China’s factory activity improves in February for fourth month running
Restructuring and cost considerations weigh on hiring plans.
The overall health of China’s manufacturing sector improved for the fourth straight month in January as production and new orders continued to rise, according to a closely watched industry survey.
The headline Caixin/S&P China general manufacturing purchasing managers’ index (PMI) inched up to 50.9 last month from 50.8 in January, signaling sustained marginal growth in the sector as the index stayed above the 50 neutral mark, which separates expansion from contraction.

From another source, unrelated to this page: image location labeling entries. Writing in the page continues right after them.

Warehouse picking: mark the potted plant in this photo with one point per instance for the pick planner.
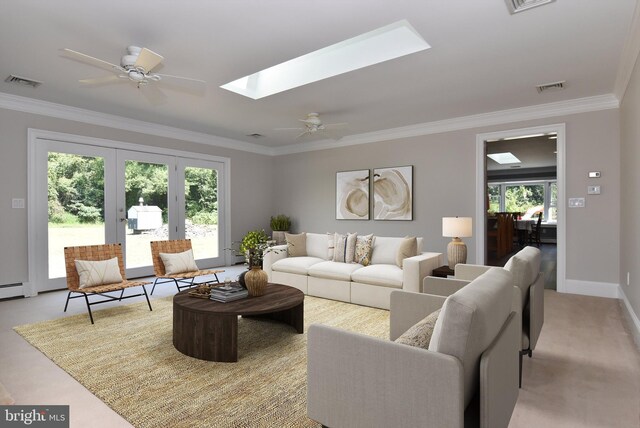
(279, 225)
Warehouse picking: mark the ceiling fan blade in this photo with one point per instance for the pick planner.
(79, 56)
(102, 80)
(148, 60)
(153, 94)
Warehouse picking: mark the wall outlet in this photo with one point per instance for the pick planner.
(576, 202)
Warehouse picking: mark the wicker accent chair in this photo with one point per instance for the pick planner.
(175, 246)
(95, 253)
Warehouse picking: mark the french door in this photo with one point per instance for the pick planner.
(87, 195)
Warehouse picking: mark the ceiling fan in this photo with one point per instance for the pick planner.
(313, 125)
(136, 66)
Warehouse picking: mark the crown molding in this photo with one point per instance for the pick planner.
(541, 111)
(629, 56)
(60, 111)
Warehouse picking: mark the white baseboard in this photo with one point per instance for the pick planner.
(591, 288)
(632, 316)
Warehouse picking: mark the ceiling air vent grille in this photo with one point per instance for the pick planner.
(23, 81)
(516, 6)
(550, 86)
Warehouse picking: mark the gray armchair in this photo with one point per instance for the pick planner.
(525, 267)
(467, 377)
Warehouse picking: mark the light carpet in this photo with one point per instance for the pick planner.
(127, 359)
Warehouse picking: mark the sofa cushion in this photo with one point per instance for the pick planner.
(296, 244)
(383, 275)
(408, 248)
(469, 321)
(317, 245)
(345, 247)
(419, 335)
(333, 270)
(299, 265)
(364, 248)
(525, 266)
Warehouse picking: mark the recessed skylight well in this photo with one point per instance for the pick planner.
(504, 158)
(380, 45)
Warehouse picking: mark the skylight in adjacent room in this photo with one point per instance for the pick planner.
(504, 158)
(383, 44)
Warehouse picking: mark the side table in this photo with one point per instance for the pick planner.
(442, 272)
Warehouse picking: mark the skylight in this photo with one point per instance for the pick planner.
(380, 45)
(504, 158)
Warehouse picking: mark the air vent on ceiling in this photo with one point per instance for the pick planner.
(22, 81)
(550, 86)
(516, 6)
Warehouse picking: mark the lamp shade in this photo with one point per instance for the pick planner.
(457, 227)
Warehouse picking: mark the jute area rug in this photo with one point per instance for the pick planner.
(127, 359)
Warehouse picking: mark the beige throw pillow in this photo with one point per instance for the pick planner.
(364, 248)
(345, 247)
(408, 248)
(419, 335)
(98, 272)
(296, 244)
(175, 263)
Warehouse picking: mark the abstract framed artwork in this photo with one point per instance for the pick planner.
(352, 195)
(393, 193)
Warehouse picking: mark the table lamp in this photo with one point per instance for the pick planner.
(456, 228)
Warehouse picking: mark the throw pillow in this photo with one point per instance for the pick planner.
(175, 263)
(408, 248)
(332, 245)
(296, 244)
(98, 272)
(345, 247)
(419, 335)
(364, 248)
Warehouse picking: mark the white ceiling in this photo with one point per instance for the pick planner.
(482, 59)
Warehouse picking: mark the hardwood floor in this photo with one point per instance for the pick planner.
(548, 264)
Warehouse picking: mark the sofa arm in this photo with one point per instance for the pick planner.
(355, 380)
(469, 272)
(414, 269)
(408, 308)
(442, 286)
(272, 255)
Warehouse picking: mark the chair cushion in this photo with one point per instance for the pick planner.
(175, 263)
(296, 244)
(364, 249)
(525, 266)
(469, 321)
(299, 265)
(419, 335)
(345, 247)
(383, 275)
(333, 270)
(317, 245)
(98, 272)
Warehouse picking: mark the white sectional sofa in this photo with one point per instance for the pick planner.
(316, 275)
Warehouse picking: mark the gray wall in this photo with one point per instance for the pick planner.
(444, 185)
(251, 202)
(630, 190)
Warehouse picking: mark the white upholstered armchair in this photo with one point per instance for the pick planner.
(468, 376)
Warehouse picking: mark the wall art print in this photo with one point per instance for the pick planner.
(393, 193)
(352, 195)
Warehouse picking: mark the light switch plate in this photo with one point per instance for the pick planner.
(576, 202)
(593, 190)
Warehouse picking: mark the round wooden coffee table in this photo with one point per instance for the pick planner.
(208, 330)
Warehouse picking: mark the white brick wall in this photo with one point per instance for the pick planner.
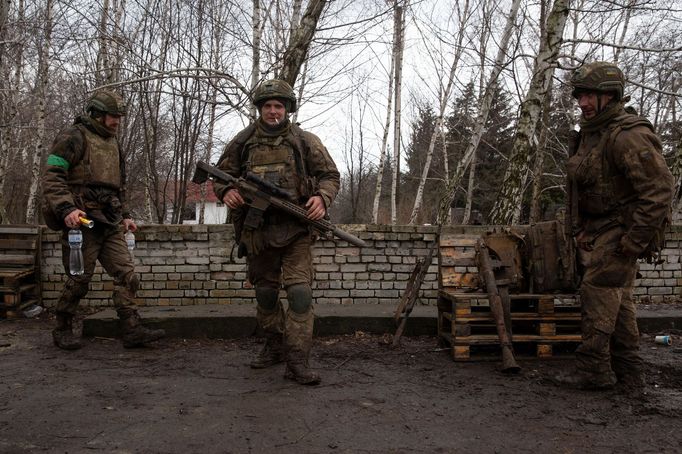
(195, 264)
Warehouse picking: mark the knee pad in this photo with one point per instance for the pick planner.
(75, 289)
(300, 297)
(133, 282)
(266, 298)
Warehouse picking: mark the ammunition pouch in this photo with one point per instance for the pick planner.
(253, 219)
(51, 219)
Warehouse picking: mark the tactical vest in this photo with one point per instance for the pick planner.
(603, 190)
(100, 165)
(279, 160)
(604, 193)
(274, 160)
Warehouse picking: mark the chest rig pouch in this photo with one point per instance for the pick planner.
(602, 190)
(272, 159)
(96, 179)
(100, 165)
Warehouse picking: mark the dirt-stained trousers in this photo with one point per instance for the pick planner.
(610, 338)
(106, 244)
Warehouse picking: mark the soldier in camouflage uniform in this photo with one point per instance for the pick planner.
(84, 177)
(623, 195)
(279, 252)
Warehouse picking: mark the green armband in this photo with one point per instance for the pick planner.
(54, 160)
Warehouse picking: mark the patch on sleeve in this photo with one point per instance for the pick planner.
(54, 160)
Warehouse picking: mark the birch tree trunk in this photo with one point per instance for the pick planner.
(5, 93)
(384, 139)
(507, 208)
(482, 117)
(482, 50)
(300, 41)
(102, 64)
(398, 49)
(257, 35)
(40, 95)
(445, 96)
(539, 164)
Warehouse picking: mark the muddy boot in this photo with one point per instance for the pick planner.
(133, 334)
(272, 352)
(579, 379)
(63, 336)
(299, 339)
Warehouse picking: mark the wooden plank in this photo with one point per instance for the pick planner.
(452, 279)
(457, 261)
(17, 260)
(17, 244)
(19, 230)
(15, 273)
(522, 316)
(493, 339)
(458, 240)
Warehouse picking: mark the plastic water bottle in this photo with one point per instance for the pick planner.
(76, 266)
(130, 241)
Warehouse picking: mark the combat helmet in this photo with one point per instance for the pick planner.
(106, 101)
(599, 76)
(275, 89)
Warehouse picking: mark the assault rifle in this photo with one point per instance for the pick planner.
(259, 195)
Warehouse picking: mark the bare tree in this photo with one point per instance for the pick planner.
(463, 15)
(399, 35)
(299, 42)
(40, 94)
(483, 111)
(507, 208)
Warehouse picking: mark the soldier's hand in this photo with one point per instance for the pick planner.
(129, 224)
(233, 199)
(584, 242)
(316, 208)
(72, 220)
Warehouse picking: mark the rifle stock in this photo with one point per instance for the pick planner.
(256, 192)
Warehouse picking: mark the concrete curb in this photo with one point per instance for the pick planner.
(238, 320)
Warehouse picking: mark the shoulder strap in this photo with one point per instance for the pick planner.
(301, 148)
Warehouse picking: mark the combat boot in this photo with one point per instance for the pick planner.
(299, 339)
(133, 334)
(579, 379)
(272, 352)
(63, 336)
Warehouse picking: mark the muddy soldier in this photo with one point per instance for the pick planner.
(84, 177)
(277, 246)
(622, 195)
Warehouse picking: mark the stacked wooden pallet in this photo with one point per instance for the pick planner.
(20, 254)
(541, 325)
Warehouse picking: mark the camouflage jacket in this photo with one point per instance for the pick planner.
(622, 178)
(62, 189)
(315, 158)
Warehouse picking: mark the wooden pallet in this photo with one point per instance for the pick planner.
(20, 255)
(543, 325)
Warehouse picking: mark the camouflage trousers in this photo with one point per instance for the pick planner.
(290, 267)
(610, 338)
(106, 244)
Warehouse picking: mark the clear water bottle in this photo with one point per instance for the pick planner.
(76, 266)
(130, 241)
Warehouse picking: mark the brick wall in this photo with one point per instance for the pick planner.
(195, 264)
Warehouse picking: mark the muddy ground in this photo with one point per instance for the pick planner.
(190, 396)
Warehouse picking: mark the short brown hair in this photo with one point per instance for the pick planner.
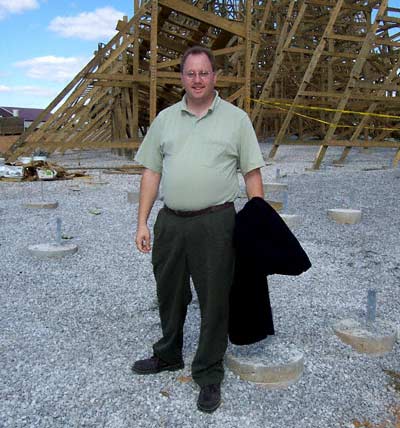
(197, 50)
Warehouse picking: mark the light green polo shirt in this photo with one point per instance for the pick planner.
(198, 157)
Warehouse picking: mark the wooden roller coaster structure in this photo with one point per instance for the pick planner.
(308, 72)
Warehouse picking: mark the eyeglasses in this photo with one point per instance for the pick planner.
(202, 74)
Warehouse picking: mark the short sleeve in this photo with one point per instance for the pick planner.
(149, 154)
(250, 156)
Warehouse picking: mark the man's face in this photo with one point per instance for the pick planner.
(198, 85)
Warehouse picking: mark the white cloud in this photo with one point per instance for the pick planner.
(37, 91)
(16, 6)
(98, 25)
(51, 68)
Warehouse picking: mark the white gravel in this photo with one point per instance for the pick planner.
(72, 327)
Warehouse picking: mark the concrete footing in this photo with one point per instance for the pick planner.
(345, 216)
(273, 364)
(292, 220)
(41, 204)
(375, 338)
(274, 187)
(52, 250)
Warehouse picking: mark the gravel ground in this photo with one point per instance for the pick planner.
(71, 328)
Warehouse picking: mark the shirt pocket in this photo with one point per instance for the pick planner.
(212, 153)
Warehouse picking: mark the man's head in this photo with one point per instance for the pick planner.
(198, 75)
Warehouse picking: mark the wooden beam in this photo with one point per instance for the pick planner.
(208, 18)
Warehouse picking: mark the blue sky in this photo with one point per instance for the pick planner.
(44, 43)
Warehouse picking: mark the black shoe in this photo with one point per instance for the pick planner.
(155, 365)
(209, 398)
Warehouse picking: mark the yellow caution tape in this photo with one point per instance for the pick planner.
(332, 125)
(362, 113)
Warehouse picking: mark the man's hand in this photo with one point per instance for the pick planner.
(143, 239)
(254, 186)
(148, 192)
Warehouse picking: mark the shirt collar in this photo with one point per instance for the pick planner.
(214, 104)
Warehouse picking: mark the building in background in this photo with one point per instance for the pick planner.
(14, 120)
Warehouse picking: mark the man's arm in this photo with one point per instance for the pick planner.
(254, 186)
(148, 193)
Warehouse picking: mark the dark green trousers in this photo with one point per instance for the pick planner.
(199, 247)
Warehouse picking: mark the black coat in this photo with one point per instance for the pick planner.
(264, 245)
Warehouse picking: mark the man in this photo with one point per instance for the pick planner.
(194, 148)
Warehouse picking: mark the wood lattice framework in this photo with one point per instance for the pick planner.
(300, 68)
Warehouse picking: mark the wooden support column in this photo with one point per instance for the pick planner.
(135, 72)
(153, 60)
(354, 76)
(247, 62)
(307, 75)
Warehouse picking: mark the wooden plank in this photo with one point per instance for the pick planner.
(208, 18)
(153, 60)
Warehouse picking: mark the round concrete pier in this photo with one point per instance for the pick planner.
(292, 220)
(345, 216)
(271, 363)
(52, 250)
(375, 338)
(41, 204)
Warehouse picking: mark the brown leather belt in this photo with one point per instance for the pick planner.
(207, 210)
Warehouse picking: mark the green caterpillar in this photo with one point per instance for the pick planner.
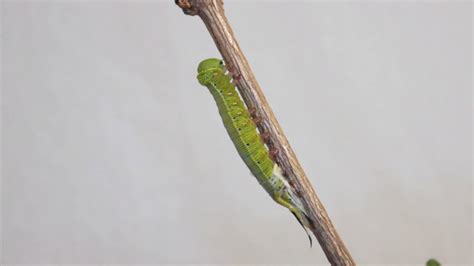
(243, 132)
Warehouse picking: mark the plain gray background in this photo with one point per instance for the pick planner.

Last month also marked the strongest showing since August 2023, in large part due to the robust output growth. Local manufacturers traced the uptick to improving market conditions as well as greater new order volumes from both domestic clients and in their export businesses.
The survey revealed that higher production pushed manufacturers to ramp up their purchasing activity last month at a rate not seen since March 2023. Stocks of finished orders also declined for the first time since June 2023 as companies fulfill orders.
READ MORE: China’s factory activity improves for three months in a row
Despite improving business conditions, job shedding continued in Chinese factories as restructuring efforts and cost considerations weighed on hiring plans.
Manufacturers grew more optimistic for the coming year ahead on the expectations of “firmer global economic conditions, new product lines and investment in new equipment.
“[The fourth straight months of expansion marked] the first time… since the second half of 2021, indicating an overall economic recovery,” said Wang Zhe, senior economist at Caixin Insight Group. “However, the economy still faces headwinds with unfavorable factors and uncertainties remaining prevalent.”